Great conductors of Bruckner are like great wines: they mature slowly. There is something about those unique blocks of sound and wisps of melody that transmogrify in unexpected directions that require a steady hand on the tiller but also an awareness of the vastness of the horizon beyond. It helps too if the conductor in question has spent a lifetime reflecting on each twist and turn of these amazing symphonic scores and the meaning of those big-boned phrases with their intimations of immortality. Like Stanisław Skrowaczewski , for instance. Now officially the oldest person ever to conduct in the Royal Festival Hall, he recalled in a recent interview the transformative moment when as a mere seven-year-old in Lwόw he first heard a Bruckner symphony. “I was paralysed, struck dumb, I almost lost consciousness,” he stated. “It was music of a power and beauty I had never experienced.”
There are few works that can fill an entire concert programme and leave the listener at its culmination with a sense of having undergone a spiritual experience. Bruckner’s Fifth Symphony is one such work. It strikes me as quite puzzling that this colossal piece, with its cosmic vision and arguably the finest purely orchestral finale ever written, is not performed as often as most others in the symphonic canon. It is one of only two (the Sixth is the other) not disfigured by cuts and revisions foisted on the composer by so-called, and ostensibly well-meaning, friends.

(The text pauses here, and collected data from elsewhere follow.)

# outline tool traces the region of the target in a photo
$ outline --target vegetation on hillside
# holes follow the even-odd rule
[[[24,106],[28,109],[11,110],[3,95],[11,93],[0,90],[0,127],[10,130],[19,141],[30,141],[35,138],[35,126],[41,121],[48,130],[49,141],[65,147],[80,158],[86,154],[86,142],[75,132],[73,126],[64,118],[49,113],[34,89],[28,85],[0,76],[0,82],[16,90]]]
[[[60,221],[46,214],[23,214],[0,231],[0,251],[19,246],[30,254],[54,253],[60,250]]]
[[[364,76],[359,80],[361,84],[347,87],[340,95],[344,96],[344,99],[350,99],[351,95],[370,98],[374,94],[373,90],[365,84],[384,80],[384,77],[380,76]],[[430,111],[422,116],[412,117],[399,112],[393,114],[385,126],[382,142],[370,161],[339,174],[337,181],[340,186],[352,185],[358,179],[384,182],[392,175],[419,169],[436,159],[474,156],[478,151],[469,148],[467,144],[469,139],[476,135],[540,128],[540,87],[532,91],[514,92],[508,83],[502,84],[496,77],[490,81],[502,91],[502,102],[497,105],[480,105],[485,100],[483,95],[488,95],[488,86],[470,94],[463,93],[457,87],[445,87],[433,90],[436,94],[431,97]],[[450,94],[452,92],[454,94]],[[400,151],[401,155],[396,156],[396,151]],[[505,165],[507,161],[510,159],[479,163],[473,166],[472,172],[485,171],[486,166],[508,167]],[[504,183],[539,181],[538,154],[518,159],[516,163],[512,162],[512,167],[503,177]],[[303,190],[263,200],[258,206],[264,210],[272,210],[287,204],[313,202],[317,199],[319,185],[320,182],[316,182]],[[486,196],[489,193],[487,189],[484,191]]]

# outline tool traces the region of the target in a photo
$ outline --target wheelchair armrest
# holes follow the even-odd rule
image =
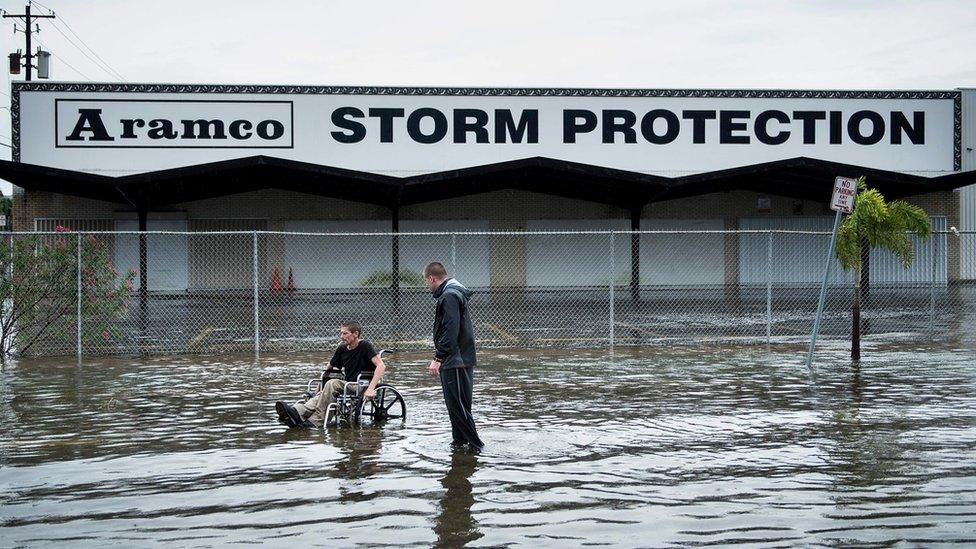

It is also one of only two (the unfinished Ninth being its companion in this respect) which the composer never himself experienced in concert.

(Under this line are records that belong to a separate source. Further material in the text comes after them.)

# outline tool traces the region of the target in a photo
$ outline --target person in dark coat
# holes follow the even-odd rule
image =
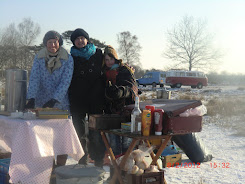
[[[121,114],[125,105],[134,104],[138,95],[138,87],[133,69],[118,59],[115,49],[108,45],[104,50],[103,68],[106,77],[106,109],[107,114]],[[109,134],[110,145],[115,155],[126,152],[131,139]]]
[[[98,131],[88,130],[86,115],[102,114],[104,107],[105,84],[102,76],[103,54],[89,42],[89,34],[76,29],[71,34],[71,55],[74,72],[69,88],[70,111],[73,124],[83,146],[85,156],[80,164],[87,164],[88,153],[96,166],[103,166],[105,145]],[[89,135],[88,135],[89,132]],[[88,144],[89,140],[89,144]]]

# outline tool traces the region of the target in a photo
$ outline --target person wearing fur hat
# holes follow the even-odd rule
[[[45,34],[45,47],[35,56],[31,69],[25,109],[55,107],[69,110],[68,88],[74,63],[62,44],[58,32],[48,31]],[[60,165],[64,165],[64,162]]]
[[[89,34],[78,28],[70,37],[73,46],[74,72],[69,88],[70,108],[74,127],[83,146],[85,156],[79,164],[88,163],[88,154],[95,165],[102,167],[105,145],[98,131],[88,130],[86,115],[102,114],[104,109],[103,54],[89,41]]]
[[[106,76],[105,89],[107,114],[120,114],[125,105],[134,104],[138,87],[134,71],[118,59],[115,49],[108,45],[104,50],[103,73]],[[110,145],[115,155],[126,152],[130,139],[109,134]]]

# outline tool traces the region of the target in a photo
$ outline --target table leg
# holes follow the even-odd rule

I have heard many performances that were more energetic, more enveloping and indeed more ecstatic than this one but few that were so shot-through with integrity and selfless musicianship. At 92, Skrowaczewski is a gaunt figure, his head bowed for most of the time; he stands throughout the 80-minute performance, needing only occasional support from his music-stand, on which the score remains unopened; his very short baton describes gently moving arcs in the air; nothing is harried or hustled along; his attention to dynamics is scrupulous. He is like a master-sculptor, working not with granite – for this is a different kind of performance – but with alabaster or marble, chiselling gently away at the surfaces, moulding and shaping, revealing the mottling of colour within the veins of the marble, polishing the translucence of the alabaster.